LOC – “The Library of Congress, at the initiative of House Leadership and under the guidance of the Committee on House Administration, today announced it has made the Congressional Record available as an app to users of iPad tablet devices. The Congressional Record delivered through the app is a PDF document that can be shared via email and be able to be browsed by date and searchable by keyword within an individual document or section; documents can also be saved to the iPad. Content includes Congressional Record issues dating from January 4, 1995 through the present.”
LOC – “My momma always said, ‘Life was like a box of chocolates. You never know what you’re gonna get.’” That line was immortalized by Tom Hanks in the award-winning movie “Forest Gump” in 1994. Librarian of Congress James H. Billington today selected that film and 24 others to be preserved as cultural, artistic and historical treasures in the National Film Registry of the Library of Congress.”
Federal News Radio – “The Library of Congress and Twitter have signed an agreement that will see an archive of every public Tweet ever sent handed over to the library’s repository of historical documents. “We have an agreement with Twitter where they have a bunch of servers with their historic archive of tweets, everything that was sent out and declared to be public,” said Bill Lefurgy, the digital initiatives program manager at the library’s national digital information infrastructure and preservation program. The archives don’t contain tweets that users have protected, but everything else — billions and billions of tweets — are there. Lefurgy joined the Federal Drive with Tom Temin and Amy Morris Tuesday morning to talk about the library’s digital mission.”

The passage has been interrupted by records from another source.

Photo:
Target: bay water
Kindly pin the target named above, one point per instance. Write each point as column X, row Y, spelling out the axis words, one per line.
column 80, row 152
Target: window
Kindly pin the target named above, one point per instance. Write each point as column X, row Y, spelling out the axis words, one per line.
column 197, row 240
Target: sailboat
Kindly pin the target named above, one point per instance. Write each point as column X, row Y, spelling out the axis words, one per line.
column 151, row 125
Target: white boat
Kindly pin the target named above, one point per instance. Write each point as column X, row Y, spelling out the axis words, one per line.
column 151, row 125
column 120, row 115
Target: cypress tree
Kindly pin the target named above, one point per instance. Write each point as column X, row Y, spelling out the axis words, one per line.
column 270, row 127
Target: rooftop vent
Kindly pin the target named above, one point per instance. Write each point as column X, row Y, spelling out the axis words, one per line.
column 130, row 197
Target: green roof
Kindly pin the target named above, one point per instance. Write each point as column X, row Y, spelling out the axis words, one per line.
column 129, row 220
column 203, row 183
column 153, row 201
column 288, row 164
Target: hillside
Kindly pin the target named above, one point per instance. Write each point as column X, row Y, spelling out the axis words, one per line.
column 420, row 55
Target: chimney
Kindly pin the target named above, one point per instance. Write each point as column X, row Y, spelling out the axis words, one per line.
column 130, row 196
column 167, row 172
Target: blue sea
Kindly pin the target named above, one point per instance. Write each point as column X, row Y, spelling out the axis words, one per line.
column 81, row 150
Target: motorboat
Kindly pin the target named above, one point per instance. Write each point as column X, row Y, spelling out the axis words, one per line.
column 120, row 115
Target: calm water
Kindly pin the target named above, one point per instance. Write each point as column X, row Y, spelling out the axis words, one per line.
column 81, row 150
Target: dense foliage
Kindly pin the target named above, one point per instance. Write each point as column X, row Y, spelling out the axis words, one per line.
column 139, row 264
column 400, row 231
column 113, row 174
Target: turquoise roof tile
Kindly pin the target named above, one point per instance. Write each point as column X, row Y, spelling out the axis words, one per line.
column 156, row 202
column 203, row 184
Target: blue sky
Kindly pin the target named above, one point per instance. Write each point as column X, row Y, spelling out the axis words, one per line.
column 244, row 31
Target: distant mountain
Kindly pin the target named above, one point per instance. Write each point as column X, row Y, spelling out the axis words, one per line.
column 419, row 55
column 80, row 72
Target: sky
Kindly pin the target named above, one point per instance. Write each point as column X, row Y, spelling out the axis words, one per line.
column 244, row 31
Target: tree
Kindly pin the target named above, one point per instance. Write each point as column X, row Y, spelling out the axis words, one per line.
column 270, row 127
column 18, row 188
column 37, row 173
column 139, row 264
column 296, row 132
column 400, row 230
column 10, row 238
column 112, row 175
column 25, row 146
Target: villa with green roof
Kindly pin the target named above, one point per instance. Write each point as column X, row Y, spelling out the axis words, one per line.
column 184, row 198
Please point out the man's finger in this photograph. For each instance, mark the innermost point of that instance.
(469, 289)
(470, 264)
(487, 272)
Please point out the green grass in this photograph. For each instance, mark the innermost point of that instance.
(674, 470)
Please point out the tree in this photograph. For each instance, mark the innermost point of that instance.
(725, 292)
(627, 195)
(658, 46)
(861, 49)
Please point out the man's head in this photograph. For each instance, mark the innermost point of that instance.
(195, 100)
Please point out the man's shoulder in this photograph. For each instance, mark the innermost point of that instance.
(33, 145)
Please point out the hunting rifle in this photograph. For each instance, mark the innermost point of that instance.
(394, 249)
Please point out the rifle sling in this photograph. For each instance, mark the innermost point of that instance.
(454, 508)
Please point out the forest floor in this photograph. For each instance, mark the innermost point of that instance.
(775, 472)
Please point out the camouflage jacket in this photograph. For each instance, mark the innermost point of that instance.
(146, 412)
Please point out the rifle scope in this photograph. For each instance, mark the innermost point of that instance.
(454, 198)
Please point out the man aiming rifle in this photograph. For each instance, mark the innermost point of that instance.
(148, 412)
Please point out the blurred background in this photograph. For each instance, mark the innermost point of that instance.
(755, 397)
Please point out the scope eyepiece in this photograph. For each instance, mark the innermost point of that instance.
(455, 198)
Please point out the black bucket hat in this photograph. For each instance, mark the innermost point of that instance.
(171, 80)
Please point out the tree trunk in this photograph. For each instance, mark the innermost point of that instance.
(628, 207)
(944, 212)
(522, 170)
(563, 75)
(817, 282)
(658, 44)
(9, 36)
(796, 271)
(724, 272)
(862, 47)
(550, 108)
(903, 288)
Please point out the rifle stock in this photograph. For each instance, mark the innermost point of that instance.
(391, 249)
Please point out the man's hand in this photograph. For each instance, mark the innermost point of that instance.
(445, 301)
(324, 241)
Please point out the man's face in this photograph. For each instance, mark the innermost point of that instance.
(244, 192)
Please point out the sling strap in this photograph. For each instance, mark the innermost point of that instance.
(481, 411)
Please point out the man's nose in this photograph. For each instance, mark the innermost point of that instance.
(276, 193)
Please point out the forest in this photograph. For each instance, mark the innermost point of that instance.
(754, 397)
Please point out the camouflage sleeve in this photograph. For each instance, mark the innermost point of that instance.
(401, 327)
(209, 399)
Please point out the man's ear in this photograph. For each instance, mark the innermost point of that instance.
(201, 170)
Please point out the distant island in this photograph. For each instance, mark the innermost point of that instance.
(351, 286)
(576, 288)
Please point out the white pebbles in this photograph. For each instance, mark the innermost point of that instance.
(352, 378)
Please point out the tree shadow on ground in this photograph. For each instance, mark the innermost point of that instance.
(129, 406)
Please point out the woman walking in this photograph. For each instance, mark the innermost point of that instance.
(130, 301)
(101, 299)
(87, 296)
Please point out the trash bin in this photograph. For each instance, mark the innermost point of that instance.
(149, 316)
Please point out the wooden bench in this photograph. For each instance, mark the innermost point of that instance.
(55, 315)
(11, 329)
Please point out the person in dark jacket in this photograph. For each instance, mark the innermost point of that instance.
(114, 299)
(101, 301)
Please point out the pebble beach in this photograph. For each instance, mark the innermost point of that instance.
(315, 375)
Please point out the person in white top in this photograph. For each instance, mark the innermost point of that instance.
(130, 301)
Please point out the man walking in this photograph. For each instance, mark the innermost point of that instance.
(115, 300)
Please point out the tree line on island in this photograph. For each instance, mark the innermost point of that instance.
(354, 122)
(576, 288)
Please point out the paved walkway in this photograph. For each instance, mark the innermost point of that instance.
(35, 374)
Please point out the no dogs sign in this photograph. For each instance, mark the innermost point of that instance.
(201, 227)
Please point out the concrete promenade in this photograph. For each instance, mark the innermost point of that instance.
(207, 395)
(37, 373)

LOC – “Profiles of U.S. federal libraries from around the world are now available online. Presented dynamically with an interactive mapping tool, the Federal Library Directory displays geographic and collections data from more than 1,000 libraries. This publicly available dataset identifies members of the federal library and information center community and offers current information on their locations, collections, services and specialties. Sponsored by the Federal Library and Information Center Committee (FLICC), with research assistance from the Federal Research Division (FRD), this virtual directory provides a comprehensive view of agency library efforts both in the United States and throughout the world. The compiled data includes details on collections, staff size, leadership, circulation and reference services.”
AP – “The world’s largest library is the subject of a new feature-length documentary set to premiere on C-SPAN. The production about the Library of Congress debuts Monday night. It follow’s C-SPAN’s similar documentaries about the Capitol, the White House and the Supreme Court.”
Washington Post – “Fenella France could see the faint trace of a cursive ‘t’ — a clue to the word deliberately smudged out and replaced by “citizens” in Thomas Jefferson’s original draft of the Declaration of Independence. Perhaps Jefferson had written“patriots,” or even “residents,” France thought.
AP – “An Oregon man has given the Library of Congress a rare and unusual gift: a 120-year-old map supporting the theory that the Earth is flat. Don Homuth, of Salem, Ore., says the map was given to him by his eighth-grade teacher. It was created by Orlando Ferguson of Hot Springs, S.D.”
Washington Post – “The first ever jazz release. Yodeling. George Gershwin compositions. A reading of “Casey at the Bat.”
Metro reporter Justin Jouvenal reports that 10,000 pre-1925 recorded gems like these are now available for streaming at the just-launched National Jukebox, thanks to the Library of Congress and Sony.
“Call it America’s iTunes,” Jouvenal writes.”
LA Times – “The sounds of everybody from Duke Ellington to Jelly Roll Morton to obscure surfer dudes are preserved at a Library of Congress facility in Virginia. Access is limited, but that is about to change.”
From the LOC – “Of all your personal memories, photographs may have the most value to individuals and families. Photographs can provide irreplaceable information and chances are high that at least some of your photo albums, boxes of photos and now digital photos will remain of interest for a long time. Saving traditional and digital photographs for future access – including passing on to future generations – require different types of care.
Pass it On: Personal Archiving Day at the Library of Congress is a free public event taking place on Saturday, April 30, from 11 a.m. to 2 p.m. The event will provide information about preserving personal and family photographs in both digital and non-digital form.”